SEORANG wanita pasti akan mengalami masa, di mana kotoran yang ada pada dinding rahimnya meluruh atau yang biasa kita kenal dengan haid. Biasanya haid ini tiba sebulan sekali dengan jangka waktu paling lama 14-15 hari. Nah, ketika sedang berada dalam kondisi seperti ini, namanya manusia, seorang suami pasti ada keinginan untuk menggauli istrinya. Lalu, bagaimana jika hal tersebut terjadi?
Seringkali istri yang sedang haid, karena takut suaminya melakukan hal terlarang dengan dirinya, yakni melakukan jima’, maka sang istri memutuskan untuk menjauhi suaminya. Jika demikian, apakah itu termasuk istri pembangkang suami? Tentu saja hal itu diperbolehkan. Dengan catatan, jika suami selalu menyepelekan perkara terlarang itu dan tidak banyak menguasai pengetahuan agama. Hal ini perlu dilakukan agar tidak terjadi keburukan yang mungkar.
BACA JUGA: Mengapa Jima Jadi Sedekah bagi Suami untuk Istri?
Lalu bagaimana menghadapi suami yang telah paham dengan agama dan mengerti mengenai ketentuan tersebut? Imam Muslim dalam kitab Shahihnya, di Kitaabul Haidh (no. 455) mengatakan bahwa, “Lakukanlah segala sesuatu bersama istri yang sedang haid kecuali nikah (senggama lewat vagina).”
Maka, bagi seorang istri, dalam menghadapi suami yang seperti itu dianjurkan untuk tidak meninggalkan suami seorang diri. Seorang suami diperbolehkan beristimta’ (bercumbu) dengan istrinya dengan cara tidur bersamanya, mengecupnya, dengan tidak melakukan jima’ (senggama dengannya).

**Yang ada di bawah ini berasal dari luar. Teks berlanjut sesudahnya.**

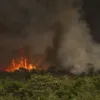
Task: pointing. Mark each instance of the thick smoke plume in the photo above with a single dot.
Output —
(77, 52)
(48, 27)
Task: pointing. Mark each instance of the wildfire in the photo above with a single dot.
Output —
(22, 63)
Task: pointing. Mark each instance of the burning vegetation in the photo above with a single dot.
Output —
(23, 62)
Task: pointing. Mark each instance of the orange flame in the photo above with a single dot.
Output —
(22, 63)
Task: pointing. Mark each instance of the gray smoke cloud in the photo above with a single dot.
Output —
(77, 50)
(50, 28)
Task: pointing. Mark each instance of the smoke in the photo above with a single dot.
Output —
(48, 27)
(77, 51)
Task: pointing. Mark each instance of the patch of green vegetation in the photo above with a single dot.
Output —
(49, 87)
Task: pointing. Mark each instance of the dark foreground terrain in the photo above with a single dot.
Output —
(34, 85)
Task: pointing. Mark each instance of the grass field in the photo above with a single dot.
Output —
(47, 86)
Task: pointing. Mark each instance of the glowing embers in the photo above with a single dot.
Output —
(20, 63)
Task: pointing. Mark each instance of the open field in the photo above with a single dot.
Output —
(47, 86)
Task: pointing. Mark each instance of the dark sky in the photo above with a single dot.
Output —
(18, 17)
(92, 15)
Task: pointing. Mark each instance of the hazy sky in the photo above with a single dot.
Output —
(30, 21)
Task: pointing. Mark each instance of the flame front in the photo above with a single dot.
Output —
(22, 63)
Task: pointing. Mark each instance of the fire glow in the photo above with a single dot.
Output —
(22, 63)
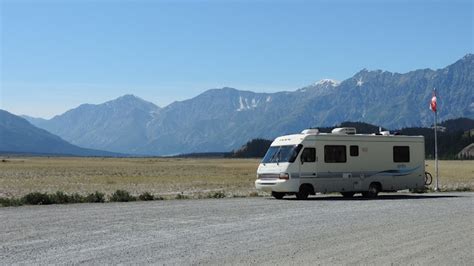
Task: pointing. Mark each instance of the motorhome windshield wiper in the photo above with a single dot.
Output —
(278, 156)
(273, 156)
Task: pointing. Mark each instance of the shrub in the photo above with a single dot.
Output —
(146, 196)
(181, 196)
(253, 194)
(95, 197)
(122, 196)
(216, 195)
(60, 198)
(37, 198)
(7, 202)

Hal ini juga sesuai dengan sabda Rasulullah SAW yang diriwayatkan Ibnu Majah di Kitaabut Thahaarah wa Sunanihaa (no. 286), “Lakukan segala sesuatu kecuali jima’ (senggama).”
BACA JUGA: 4 Tips Jima kembali Bergairah, Suami-Istri Wajib Tahu
Itulah yang dapat dilakukan oleh suami istri jika sang istri sedang haid dan suami ingin menggauli istrinya. Sekali lagi, istri tetap harus berada di samping suaminya dan jangan meninggalkannya, jika suami itu paham tentang hukum Allah tersebut.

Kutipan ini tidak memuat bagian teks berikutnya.